From ad1ff026b0c80fba3de69e2208ef5da375867f6c Mon Sep 17 00:00:00 2001
From: Jaap Eldering <jaap@jaapeldering.nl>
Date: Tue, 25 Feb 2025 22:18:02 +0100
Subject: [PATCH] Free C-string allocard by strdup after use

This resource leak was found by Coverity scan.
---
 judge/runguard.cc | 4 +++-
 1 file changed, 3 insertions(+), 1 deletion(-)

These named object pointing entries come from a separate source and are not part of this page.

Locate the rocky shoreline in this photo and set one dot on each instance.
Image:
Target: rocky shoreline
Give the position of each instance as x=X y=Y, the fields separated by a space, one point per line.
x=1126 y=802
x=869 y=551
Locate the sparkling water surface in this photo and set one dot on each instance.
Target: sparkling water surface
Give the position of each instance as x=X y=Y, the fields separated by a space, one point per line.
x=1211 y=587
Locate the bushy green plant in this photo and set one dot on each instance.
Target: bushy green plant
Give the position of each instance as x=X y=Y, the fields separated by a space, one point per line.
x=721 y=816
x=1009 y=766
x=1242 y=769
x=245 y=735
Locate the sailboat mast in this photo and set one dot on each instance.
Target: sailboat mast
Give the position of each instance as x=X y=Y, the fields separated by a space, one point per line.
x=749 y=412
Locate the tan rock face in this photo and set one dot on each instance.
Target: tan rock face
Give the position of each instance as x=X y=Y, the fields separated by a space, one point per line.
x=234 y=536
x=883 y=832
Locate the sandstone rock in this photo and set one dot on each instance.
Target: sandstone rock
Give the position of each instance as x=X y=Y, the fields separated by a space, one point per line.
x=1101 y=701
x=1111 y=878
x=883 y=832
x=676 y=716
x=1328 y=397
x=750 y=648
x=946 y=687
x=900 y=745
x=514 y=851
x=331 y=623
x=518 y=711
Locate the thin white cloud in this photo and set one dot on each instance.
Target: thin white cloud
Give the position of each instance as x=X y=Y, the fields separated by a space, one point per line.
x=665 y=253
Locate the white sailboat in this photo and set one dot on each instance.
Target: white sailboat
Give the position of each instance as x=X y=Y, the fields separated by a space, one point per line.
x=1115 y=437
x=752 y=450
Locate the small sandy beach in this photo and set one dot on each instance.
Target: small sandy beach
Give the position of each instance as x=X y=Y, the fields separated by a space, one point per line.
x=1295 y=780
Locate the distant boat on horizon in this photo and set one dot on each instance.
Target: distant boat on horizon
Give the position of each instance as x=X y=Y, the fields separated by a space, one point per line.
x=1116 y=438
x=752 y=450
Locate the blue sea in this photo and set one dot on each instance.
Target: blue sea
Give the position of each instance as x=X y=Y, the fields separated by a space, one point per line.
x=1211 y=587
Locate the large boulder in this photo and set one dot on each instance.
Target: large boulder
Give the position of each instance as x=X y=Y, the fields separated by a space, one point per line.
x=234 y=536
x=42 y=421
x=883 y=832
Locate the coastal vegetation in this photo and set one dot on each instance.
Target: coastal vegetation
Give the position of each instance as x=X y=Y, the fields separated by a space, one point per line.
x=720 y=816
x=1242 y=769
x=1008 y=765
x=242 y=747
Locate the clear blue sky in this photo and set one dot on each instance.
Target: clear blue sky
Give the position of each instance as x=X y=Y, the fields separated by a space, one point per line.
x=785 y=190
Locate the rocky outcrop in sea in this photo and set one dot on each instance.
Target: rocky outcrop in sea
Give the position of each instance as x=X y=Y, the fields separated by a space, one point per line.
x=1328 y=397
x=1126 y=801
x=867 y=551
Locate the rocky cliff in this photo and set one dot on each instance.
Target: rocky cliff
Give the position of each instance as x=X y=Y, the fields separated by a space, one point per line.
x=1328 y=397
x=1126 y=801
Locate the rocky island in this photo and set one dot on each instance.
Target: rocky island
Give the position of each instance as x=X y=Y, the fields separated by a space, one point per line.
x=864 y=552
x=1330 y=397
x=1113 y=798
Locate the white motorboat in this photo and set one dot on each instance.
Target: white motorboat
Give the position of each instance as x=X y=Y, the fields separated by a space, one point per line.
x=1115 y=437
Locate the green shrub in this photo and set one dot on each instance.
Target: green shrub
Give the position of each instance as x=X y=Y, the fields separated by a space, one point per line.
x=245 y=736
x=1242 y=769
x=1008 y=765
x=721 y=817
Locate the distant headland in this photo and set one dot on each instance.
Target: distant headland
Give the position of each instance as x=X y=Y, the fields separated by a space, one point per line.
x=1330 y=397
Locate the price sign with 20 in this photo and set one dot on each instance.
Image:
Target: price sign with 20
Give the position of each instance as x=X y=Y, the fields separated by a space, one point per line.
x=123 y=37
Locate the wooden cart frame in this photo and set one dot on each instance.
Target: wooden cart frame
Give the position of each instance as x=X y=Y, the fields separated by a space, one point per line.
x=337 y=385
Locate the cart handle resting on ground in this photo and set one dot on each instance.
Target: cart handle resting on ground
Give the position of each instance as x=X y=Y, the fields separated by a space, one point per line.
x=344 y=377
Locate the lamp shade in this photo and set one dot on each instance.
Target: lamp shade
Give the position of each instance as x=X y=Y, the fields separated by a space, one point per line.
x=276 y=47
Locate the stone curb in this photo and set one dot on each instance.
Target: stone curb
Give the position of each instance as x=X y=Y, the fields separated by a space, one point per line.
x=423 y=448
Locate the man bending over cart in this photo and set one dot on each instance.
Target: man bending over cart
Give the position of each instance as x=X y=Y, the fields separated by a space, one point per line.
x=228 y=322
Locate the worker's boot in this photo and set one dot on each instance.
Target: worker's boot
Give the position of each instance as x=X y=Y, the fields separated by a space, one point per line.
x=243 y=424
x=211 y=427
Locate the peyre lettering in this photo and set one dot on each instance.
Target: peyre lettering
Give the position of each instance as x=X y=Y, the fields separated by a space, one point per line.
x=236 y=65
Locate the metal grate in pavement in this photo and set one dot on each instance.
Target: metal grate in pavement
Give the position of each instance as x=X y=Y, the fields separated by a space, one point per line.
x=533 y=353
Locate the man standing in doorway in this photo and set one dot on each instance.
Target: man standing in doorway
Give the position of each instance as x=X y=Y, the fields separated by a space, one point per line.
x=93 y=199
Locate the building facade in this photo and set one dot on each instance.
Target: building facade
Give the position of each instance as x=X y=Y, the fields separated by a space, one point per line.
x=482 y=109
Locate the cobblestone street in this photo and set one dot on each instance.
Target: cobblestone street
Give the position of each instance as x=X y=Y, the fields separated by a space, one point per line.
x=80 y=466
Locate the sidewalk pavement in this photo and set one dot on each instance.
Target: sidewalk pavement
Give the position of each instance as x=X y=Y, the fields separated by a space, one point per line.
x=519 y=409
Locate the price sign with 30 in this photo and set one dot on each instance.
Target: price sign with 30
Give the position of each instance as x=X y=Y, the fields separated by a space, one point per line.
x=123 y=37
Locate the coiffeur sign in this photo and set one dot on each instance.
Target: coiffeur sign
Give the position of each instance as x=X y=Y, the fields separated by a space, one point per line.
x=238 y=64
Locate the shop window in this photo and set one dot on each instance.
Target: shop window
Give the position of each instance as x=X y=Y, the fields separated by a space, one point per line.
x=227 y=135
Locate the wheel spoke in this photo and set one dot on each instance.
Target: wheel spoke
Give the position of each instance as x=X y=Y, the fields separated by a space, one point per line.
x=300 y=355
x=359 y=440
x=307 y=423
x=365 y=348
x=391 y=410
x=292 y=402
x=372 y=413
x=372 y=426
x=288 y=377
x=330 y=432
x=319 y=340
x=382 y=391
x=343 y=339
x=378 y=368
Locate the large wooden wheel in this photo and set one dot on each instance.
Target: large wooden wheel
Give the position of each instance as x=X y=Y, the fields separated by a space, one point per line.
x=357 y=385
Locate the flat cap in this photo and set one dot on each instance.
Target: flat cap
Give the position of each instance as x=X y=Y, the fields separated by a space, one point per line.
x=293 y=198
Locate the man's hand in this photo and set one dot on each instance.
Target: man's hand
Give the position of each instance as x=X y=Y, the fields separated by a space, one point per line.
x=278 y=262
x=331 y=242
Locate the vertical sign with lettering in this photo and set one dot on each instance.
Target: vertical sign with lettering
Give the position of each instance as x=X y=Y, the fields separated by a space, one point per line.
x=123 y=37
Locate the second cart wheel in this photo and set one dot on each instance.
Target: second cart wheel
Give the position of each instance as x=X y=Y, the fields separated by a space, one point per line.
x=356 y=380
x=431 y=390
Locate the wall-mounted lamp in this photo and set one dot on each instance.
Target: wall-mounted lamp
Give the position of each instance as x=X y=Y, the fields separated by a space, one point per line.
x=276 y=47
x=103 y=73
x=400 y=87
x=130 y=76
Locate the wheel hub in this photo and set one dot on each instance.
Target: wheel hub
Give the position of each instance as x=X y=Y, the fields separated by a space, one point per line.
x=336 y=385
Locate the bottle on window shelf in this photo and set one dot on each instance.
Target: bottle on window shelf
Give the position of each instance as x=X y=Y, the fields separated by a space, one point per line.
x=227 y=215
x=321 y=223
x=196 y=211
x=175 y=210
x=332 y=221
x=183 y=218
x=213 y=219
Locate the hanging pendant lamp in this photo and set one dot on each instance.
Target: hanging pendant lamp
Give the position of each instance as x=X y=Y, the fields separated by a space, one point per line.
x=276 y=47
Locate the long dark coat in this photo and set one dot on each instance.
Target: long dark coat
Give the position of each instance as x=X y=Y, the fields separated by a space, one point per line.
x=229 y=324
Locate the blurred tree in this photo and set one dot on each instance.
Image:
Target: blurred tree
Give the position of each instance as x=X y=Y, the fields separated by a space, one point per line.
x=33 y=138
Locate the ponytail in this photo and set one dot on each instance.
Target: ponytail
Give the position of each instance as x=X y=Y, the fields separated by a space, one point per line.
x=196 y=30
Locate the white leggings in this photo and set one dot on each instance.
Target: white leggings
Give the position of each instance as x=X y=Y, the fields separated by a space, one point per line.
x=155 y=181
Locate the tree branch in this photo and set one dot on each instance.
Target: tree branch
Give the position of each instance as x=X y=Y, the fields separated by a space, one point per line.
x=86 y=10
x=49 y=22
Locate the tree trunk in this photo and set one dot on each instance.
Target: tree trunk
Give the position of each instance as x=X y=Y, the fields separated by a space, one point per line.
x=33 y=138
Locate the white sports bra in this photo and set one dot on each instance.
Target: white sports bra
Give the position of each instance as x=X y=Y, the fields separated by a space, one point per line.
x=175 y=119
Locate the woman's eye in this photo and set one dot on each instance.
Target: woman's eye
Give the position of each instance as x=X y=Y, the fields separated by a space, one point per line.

diff --git a/judge/runguard.cc b/judge/runguard.cc
index 7bbcf50c1e..c71a2e25b4 100644
--- a/judge/runguard.cc
+++ b/judge/runguard.cc
@@ -806,12 +806,14 @@ void setrestrictions()
 
 	/* Set additional environment variables. */
 	for (const auto &tokens : environment_variables) {
-		char *token = strtok(strdup(tokens.c_str()), ";");
+		char *tokens_dup = strdup(tokens.c_str());
+		char *token = strtok(tokens_dup, ";");
 		while (token != nullptr) {
 			verbose("setting environment variable: %s", token);
 			putenv(token);
 			token = strtok(nullptr, ";");
 		}
+		free(tokens_dup);
 	}
 
 	/* Set resource limits: must be root to raise hard limits.